The case study of SDDP in primary hypertension shows that various interacting trade-offs can be present in SDDP modelling. Firstly, the trade-off between the computational complexity and model validity was found in the underlying evaluation model. If the model considers more health states, treatment options and drug switching period and applies more complex transition rules considering the patient’s medical history, it potentially improves the model validity, but requires more time and effort to collect data and to build and evaluate the model. In contrast, if the underlying evaluation model is simple, it saves computational time and effort, but may miss something necessary for decision-making in SDDP. In the hypertension SDDP model, for example, drug switching was only considered for a limited period, which was four periods in the base-case. The uncertainty related to the drug switching period was assessed in sensitivity analysis. Although the optimal solution was now much different depending on the drug switching period, the sensitivity analysis indicated that the computational complexity increased considerably where the drug switching period was increased. Thus, it is important to improve the external model validity but also to keep such a large and complex model manageable where a large and complex problem is given like SDDP.

The trade-off between the computational complexity and model validity is also associated with the trade-off between the optimisation model and the underlying evaluation model. Given a limited time, increased computational time in the underlying evaluation model leaves less time to spend on the optimisation model.
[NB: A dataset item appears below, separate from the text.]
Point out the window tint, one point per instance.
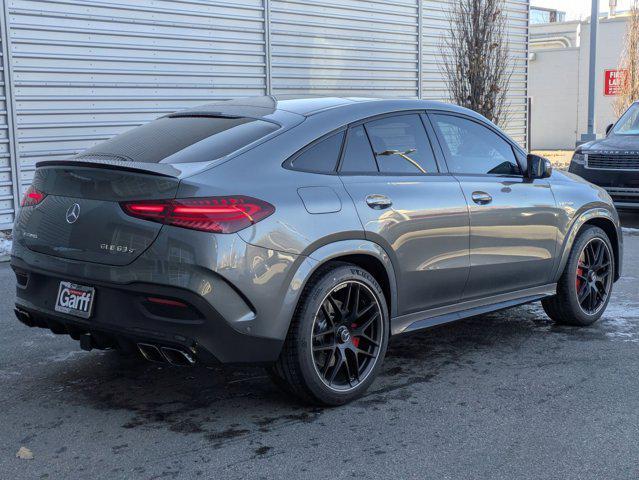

In particular, where a meta-heuristic is used, there is an implicit trade-off between the amount of search time and the quality of the solution. Where the search time was shorter (i.e., where fast cooling schedule was applied for SA and where the smaller number was selected as the population size for GA), it was more likely to trap at a local optimum. Therefore, the key parameters related to the diversification and intensification of meta-heuristics should be tuned through prior tests.

The hypertension SDDP model is a novel cost-effectiveness model, which involves clinically plausible drug switching rules for treatment success/failure, maintenance and contraindication. It also made a contribution by introducing a new type of dynamic and stochastic optimisation approach that applies approximate optimisation techniques to solve large and complex decision problems in HTA. In particular, methods to reduce the decision space and to efficiently solve large decision problems are promising research areas as more capable but complex modelling methods are introduced in HTA. Future research in developing the underlying evaluation model using individual-based models such as DES, improvements of heuristic algorithms and generating clinical data relevant to SDDPs will help to deal with the limitations of the current study and support better informed decision-making for SDDPs in HTA.